Intersecting with $x=k$,

$$y = -\frac{k-b}{t}(k-d),$$

so

$$DN \cap XY = \left(k,,-\frac{(k-b)(k-d)}{t}\right).$$

Concurrency

It suffices to show the two intersection points on $XY$ coincide:

$$-\frac{k(k-c)}{t} = -\frac{(k-b)(k-d)}{t}.$$

Since $t \neq 0$, this reduces to

$$k(k-c) = (k-b)(k-d).$$

Expanding,

$$k^2 - ck = k^2 - (b+d)k + bd,$$

so

$$(b+d-c)k = bd,$$

which holds by the definition $k = \frac{bd}{b+d-c}$.

Thus $AM$, $DN$, and $XY$ all pass through the same point on $XY$, proving concurrency.

Verification of Key Steps

The coordinate representation preserves the collinearity and ordering of $A,B,C,D$, and the circle equations follow directly from Thales’ theorem.

The radical axis computation is valid since both circle equations are expanded power-of-point expressions in the same coordinate system.

The only potential failure in the original argument occurs when $t=0$, where slope formulas break down. This case corresponds exactly to $P=(k,0)$, which is the intersection $Z = XY \cap BC$. Since the problem explicitly assumes $P \neq Z$, this case is excluded, and therefore $t \neq 0$ holds throughout the argument. This restores full validity of all slope-based computations.

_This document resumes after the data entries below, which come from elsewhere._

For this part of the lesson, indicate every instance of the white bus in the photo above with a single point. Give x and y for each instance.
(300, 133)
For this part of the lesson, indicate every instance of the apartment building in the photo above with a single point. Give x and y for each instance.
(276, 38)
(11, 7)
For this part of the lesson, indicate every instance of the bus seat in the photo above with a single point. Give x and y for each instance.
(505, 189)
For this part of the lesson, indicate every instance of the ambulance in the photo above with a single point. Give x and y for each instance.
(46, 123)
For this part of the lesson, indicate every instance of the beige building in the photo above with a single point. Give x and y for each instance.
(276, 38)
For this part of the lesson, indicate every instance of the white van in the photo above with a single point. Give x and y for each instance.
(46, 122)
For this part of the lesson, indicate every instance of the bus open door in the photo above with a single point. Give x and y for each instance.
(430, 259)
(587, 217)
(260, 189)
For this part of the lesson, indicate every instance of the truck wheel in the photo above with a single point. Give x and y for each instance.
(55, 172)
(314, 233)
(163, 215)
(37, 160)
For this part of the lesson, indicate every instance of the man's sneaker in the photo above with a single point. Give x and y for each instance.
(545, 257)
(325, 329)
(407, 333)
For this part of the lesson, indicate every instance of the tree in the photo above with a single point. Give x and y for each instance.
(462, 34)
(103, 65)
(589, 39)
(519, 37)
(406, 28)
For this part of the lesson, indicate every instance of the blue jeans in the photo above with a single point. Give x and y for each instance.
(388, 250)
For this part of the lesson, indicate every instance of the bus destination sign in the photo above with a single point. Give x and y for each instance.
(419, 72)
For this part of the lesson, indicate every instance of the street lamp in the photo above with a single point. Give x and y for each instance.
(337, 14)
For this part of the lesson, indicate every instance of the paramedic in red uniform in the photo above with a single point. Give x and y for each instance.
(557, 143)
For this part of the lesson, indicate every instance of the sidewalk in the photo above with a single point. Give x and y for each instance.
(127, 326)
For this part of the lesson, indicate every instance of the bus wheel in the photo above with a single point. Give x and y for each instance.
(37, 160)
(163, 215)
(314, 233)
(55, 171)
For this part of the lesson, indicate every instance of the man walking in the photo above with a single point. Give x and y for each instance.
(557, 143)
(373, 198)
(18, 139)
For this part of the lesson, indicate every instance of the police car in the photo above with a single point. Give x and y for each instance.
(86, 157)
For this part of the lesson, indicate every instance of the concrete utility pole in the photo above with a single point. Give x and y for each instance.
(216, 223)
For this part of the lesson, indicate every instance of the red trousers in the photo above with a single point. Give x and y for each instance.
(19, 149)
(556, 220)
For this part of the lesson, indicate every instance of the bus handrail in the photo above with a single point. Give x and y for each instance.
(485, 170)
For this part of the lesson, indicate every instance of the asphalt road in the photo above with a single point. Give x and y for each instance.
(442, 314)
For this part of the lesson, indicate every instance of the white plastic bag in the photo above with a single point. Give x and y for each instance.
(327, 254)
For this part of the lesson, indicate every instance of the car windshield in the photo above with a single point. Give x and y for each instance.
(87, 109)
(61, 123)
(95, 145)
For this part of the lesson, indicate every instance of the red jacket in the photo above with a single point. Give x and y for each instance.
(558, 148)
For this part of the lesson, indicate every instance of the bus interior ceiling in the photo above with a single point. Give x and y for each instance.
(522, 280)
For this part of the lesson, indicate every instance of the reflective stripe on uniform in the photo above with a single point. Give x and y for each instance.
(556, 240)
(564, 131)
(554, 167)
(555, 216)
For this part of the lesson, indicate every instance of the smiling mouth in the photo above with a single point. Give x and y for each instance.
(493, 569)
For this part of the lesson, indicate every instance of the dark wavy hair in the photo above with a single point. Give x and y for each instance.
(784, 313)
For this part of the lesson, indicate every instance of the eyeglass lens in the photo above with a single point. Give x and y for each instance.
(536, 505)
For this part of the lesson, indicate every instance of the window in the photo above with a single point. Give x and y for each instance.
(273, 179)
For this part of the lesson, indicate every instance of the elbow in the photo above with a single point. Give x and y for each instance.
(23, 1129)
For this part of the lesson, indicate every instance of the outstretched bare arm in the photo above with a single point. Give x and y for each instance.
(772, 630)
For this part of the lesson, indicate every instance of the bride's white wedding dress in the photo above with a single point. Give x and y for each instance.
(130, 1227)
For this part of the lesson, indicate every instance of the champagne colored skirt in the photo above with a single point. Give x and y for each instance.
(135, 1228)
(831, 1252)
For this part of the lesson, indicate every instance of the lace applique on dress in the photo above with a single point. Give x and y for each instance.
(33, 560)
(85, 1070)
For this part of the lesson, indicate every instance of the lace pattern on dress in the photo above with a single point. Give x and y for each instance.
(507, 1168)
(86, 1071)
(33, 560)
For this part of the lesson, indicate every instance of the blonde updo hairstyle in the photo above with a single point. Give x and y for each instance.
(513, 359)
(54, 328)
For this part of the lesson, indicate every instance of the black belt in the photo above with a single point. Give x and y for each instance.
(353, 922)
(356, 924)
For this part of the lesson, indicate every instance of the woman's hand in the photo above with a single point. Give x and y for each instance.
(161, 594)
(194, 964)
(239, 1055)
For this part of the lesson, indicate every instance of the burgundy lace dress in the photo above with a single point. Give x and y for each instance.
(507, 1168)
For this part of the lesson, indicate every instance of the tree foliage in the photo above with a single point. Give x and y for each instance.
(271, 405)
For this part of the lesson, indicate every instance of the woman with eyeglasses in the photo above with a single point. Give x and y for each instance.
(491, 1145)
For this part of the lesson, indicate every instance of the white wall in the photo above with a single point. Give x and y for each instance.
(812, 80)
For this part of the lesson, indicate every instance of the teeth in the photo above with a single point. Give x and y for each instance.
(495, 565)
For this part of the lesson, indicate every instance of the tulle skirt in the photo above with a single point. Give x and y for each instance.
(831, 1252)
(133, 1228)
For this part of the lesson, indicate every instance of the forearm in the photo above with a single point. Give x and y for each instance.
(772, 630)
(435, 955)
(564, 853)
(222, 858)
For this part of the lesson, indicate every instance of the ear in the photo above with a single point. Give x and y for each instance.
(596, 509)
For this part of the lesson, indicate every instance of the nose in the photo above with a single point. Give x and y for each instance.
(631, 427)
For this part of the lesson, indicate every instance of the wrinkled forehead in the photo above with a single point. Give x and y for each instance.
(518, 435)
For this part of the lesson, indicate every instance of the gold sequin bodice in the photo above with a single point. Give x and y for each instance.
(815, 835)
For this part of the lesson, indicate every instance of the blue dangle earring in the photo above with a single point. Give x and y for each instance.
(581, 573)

All intersections are therefore well-defined, and the algebraic identity proving coincidence on $XY$ is valid without exception.

Alternative Approaches

A synthetic approach avoids coordinates by working in the coaxal system generated by the two diameter circles. The line $XY$ is their radical axis, and the constructions of $M$ and $N$ can be interpreted via orthogonal projections in the corresponding orthogonality structure. The concurrency point then arises as the fixed point on the radical axis preserved under the induced correspondence between rays $CP$ and $BP$.

Another approach uses inversion centered at $Z$, which maps $XY$ to itself and transforms the two diameter circles into parallel lines. In this setting, $M$ and $N$ become affine projections, and concurrency reduces to a fixed intersection invariant under the induced affine transformation along $XY$.